Description of problem: pcsd fails to start on fedora 19 (minimal install); ==== Jun 15 12:39:44 pcmk1 systemd: Starting PCS GUI... Jun 15 12:39:44 pcmk1 systemd: Started PCS GUI. Jun 15 12:39:45 pcmk1 pcsd: Starting pcsd: /usr/share/rubygems/rubygems/core_ext/kernel_require.rb:45:in `require': cannot load such file -- rpam_ext (LoadError) Jun 15 12:39:45 pcmk1 pcsd: from /usr/share/rubygems/rubygems/core_ext/kernel_require.rb:45:in `require' Jun 15 12:39:45 pcmk1 pcsd: from /usr/lib/pcsd/gemhome/gems/rpam-ruby19-1.2.1/lib/rpam.rb:1:in `<top (required)>' Jun 15 12:39:45 pcmk1 pcsd: from /usr/share/rubygems/rubygems/core_ext/kernel_require.rb:110:in `require' Jun 15 12:39:45 pcmk1 pcsd: from /usr/share/rubygems/rubygems/core_ext/kernel_require.rb:110:in `rescue in require' Jun 15 12:39:45 pcmk1 pcsd: from /usr/share/rubygems/rubygems/core_ext/kernel_require.rb:35:in `require' Jun 15 12:39:45 pcmk1 pcsd: from /usr/lib/pcsd/auth.rb:4:in `<top (required)>' Jun 15 12:39:45 pcmk1 pcsd: from /usr/share/rubygems/rubygems/core_ext/kernel_require.rb:45:in `require' Jun 15 12:39:45 pcmk1 pcsd: from /usr/share/rubygems/rubygems/core_ext/kernel_require.rb:45:in `require' Jun 15 12:39:45 pcmk1 pcsd: from /usr/lib/pcsd/pcsd.rb:11:in `<top (required)>' Jun 15 12:39:45 pcmk1 pcsd: from /usr/share/rubygems/rubygems/core_ext/kernel_require.rb:45:in `require' Jun 15 12:39:45 pcmk1 pcsd: from /usr/share/rubygems/rubygems/core_ext/kernel_require.rb:45:in `require' Jun 15 12:39:45 pcmk1 pcsd: from /usr/lib/pcsd/ssl.rb:47:in `<main>' Jun 15 12:39:45 pcmk1 pcsd: [FAILED] ==== Version-Release number of selected component (if applicable): pcs-0.9.44-4.fc19.x86_64 How reproducible: 100% Steps to Reproduce: 1. Install 'pacemaker corosync pcs' 2. Try to start 'pcsd', examine logs 3. Actual results: Fails to start. Expected results: Starts. Additional info: Updated the OS prior to testing.

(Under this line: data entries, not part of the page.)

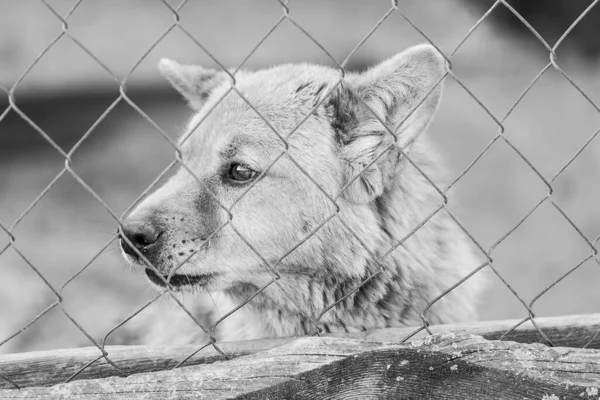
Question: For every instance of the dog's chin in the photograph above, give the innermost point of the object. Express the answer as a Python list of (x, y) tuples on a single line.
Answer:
[(180, 282)]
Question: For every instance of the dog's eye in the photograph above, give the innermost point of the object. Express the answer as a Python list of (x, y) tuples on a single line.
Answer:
[(241, 173)]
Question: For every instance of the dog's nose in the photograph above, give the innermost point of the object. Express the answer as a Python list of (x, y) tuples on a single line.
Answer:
[(141, 234)]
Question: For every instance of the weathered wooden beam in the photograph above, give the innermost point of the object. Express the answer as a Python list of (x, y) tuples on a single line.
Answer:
[(443, 366), (568, 331), (48, 368)]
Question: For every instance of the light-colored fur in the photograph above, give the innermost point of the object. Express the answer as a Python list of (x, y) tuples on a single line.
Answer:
[(327, 152)]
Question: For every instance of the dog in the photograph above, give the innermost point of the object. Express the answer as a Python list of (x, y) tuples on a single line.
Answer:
[(304, 194)]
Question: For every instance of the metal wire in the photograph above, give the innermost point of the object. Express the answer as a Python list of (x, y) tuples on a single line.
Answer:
[(288, 15)]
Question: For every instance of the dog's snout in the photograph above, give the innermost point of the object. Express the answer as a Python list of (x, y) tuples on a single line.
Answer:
[(142, 234)]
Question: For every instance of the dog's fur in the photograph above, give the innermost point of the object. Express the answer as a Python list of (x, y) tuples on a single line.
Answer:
[(378, 207)]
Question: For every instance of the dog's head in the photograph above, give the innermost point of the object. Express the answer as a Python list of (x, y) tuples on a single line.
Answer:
[(277, 160)]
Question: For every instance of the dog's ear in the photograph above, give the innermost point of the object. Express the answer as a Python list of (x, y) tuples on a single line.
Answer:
[(193, 82), (387, 92)]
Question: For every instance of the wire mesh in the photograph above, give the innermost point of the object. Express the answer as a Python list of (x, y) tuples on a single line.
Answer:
[(287, 14)]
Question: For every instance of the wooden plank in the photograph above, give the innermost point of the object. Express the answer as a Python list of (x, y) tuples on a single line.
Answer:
[(567, 331), (48, 368), (444, 366)]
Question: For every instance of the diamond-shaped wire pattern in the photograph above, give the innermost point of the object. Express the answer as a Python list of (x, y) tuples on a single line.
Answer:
[(287, 14)]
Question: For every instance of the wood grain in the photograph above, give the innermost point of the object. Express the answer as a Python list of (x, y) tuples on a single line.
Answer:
[(49, 368), (443, 366)]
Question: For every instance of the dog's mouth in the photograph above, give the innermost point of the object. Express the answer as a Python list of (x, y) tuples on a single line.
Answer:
[(179, 280)]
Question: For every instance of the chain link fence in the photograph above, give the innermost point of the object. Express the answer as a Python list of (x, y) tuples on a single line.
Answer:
[(287, 14)]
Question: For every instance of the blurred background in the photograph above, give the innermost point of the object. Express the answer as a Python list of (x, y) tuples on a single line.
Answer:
[(69, 89)]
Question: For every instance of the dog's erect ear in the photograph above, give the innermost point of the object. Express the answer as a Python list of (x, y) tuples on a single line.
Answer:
[(391, 90), (193, 82)]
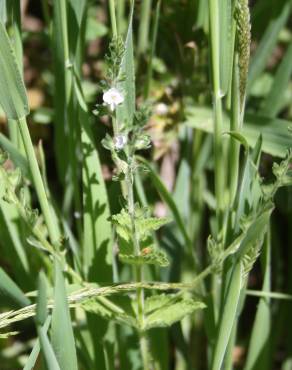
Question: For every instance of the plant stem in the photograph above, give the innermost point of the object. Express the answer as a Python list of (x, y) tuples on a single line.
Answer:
[(112, 6), (144, 26), (138, 268), (235, 126), (38, 182), (218, 147)]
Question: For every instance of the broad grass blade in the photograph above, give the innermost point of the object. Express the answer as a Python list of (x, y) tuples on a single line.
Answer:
[(274, 101), (267, 44)]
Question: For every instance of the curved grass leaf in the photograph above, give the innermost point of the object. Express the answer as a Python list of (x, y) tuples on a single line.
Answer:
[(125, 112), (13, 97), (62, 332), (277, 137)]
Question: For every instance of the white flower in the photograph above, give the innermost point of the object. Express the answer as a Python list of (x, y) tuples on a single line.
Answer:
[(113, 98), (161, 109), (120, 141)]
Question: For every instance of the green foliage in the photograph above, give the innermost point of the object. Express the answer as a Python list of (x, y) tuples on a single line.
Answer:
[(165, 310), (185, 123)]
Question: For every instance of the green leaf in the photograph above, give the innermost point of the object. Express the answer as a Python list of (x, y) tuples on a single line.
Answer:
[(275, 132), (125, 112), (32, 359), (41, 309), (10, 290), (274, 101), (62, 332), (14, 154), (172, 308), (166, 196), (258, 349), (267, 44), (228, 317), (42, 326), (94, 306), (96, 213), (149, 256), (13, 97)]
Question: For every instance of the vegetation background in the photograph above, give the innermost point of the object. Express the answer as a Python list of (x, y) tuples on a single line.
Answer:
[(239, 317)]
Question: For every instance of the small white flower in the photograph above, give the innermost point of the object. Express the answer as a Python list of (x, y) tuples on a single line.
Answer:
[(161, 109), (120, 141), (113, 98)]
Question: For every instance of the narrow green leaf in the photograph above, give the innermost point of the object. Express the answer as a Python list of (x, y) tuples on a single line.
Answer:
[(13, 97), (125, 112), (97, 242), (274, 101), (47, 350), (275, 132), (15, 155), (172, 308), (62, 332), (166, 196), (10, 290), (41, 310), (32, 359), (258, 349), (228, 317)]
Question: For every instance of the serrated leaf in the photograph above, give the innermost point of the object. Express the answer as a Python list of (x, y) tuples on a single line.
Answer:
[(13, 97), (171, 312)]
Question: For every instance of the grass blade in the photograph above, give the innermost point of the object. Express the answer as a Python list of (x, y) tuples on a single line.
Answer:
[(62, 332), (10, 290), (125, 112), (13, 97), (258, 357), (274, 101), (267, 44), (276, 134)]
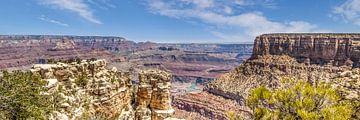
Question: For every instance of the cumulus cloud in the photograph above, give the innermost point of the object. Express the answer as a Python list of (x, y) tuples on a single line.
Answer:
[(349, 11), (46, 19), (247, 23), (77, 6)]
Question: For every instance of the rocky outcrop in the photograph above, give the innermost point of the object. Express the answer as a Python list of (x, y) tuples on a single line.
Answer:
[(311, 57), (153, 96), (320, 49), (88, 90), (208, 105)]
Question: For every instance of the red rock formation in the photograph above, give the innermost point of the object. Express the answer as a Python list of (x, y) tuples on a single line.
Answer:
[(332, 49)]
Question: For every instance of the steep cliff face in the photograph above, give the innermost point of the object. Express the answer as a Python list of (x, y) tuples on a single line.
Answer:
[(321, 49), (88, 89), (311, 57)]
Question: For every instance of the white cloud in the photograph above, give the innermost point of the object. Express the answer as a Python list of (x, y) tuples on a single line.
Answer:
[(246, 24), (77, 6), (349, 11), (46, 19)]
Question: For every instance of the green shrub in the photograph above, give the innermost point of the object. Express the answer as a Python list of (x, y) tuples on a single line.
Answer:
[(298, 100), (20, 96)]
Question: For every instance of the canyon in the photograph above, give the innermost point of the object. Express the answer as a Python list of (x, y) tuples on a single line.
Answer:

Tried to manually install rpam gem, failed with: ==== [root@pcmk1 ~]# gem install rpam Fetching: rpam-1.0.1.gem (100%) Building native extensions. This could take a while... ERROR: Error installing rpam: ERROR: Failed to build gem native extension. /usr/bin/ruby extconf.rb mkmf.rb can't find header files for ruby at /usr/share/include/ruby.h Gem files will remain installed in /usr/local/share/gems/gems/rpam-1.0.1 for inspection. Results logged to /usr/local/share/gems/gems/rpam-1.0.1/ext/Rpam/gem_make.out ==== Installing 'gcc ruby-devel pam-devel' and 'gem install rpam' worked. Tried starting 'pcsd' and it appears to now work. So, the pcsd package is missing the 'rpam' gem.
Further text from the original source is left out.